Why This Ancient Roman Object Still Remains A Mystery

At first glance, the above image might look like the model of a molecule you'd find in a science museum. While the visual parallels are striking, you'd be incorrect. The mysterious artifact is actually known as a "Roman dodecahedron," and it's about 1,800 years old. 

According to Fox News, Roman dodecahedra are 12-sided objects made of bronze (and occasionally stone). Their 12 faces are pentagonal, with circular holes of varying sizes in the middle of each face, plus knobs protruding from each vertex. Roman dodecahedra range in size from roughly two to five inches, and vary slightly in their construction — but all follow the same general design.

Per Mental Floss, the first Roman dodecahedron was discovered in England in 1739. Since then, over 100 similar objects have been unearthed across Europe, and are thought to have been created from A.D. 100 through the 400s — roughly between the Roman Empire's peak and its fall. These 12-sided metallic objects are fascinating in their design, and surprisingly well crafted given their age. But naturally, seeing these objects leads to an obvious question: Just what the heck are these things used for?

We have no idea. Fox News explains that no documented sources from the Roman era ever reference these dodecahedra — let alone explain their purpose. So archaeologists and history nerds alike have put forward a number of theories (as well as some pretty wild guesses).

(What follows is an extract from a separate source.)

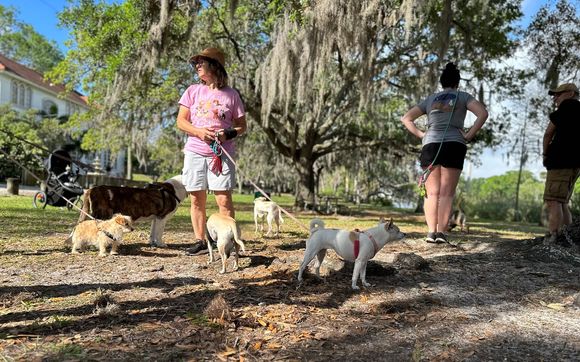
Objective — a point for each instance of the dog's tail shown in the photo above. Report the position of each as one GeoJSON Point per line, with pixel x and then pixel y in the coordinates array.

We still don't know what Roman dodecahedra were for

As Fox News explains, theories about Roman dodecahedra have varied greatly. Maybe they functioned as dice or toys. Maybe they were purely decorative, or were crafted to have some sort of religious significance. Or maybe the dodecahedra were candle-holders, explaining the holes.

Luckily, we don't have to make uneducated guesses, as we do have a few clues to work with. One such clue, per Mental Floss, is that several Roman dodecahedra were found near coins. Perhaps the holes in the objects were used to measure different types of coins, potentially as a means to detect counterfeits. That seems unlikely, though, given that the dozens of unearthed dodecahedra have varied in size and clearly lacked any standardization. Instead, it's probably safer to assume that the dodecahedra were considered valuable and stored alongside coins as a result.

Another clue: Similar dodecahedra made of gold have been found in Southeast Asia. Louis Malleret, a French archaeologist, concluded that the dodecahedral design likely spread to Asia via European trade routes, and that Asian dodecahedra were mostly used for decorative purposes. This suggests that Roman dodecahedra may have been decorative as well.

But several creative internet users have found another use for the objects — as a knitting tool! Search "Roman dodecahedron knitting" on YouTube and you'll find several people who have recreated the ancient objects, then used them to thread yarn into gloves. Given their holes and knobs, the dodecahedra seem to work very well for knitting, so it's quite possible that this is exactly what the Romans used them for many centuries ago.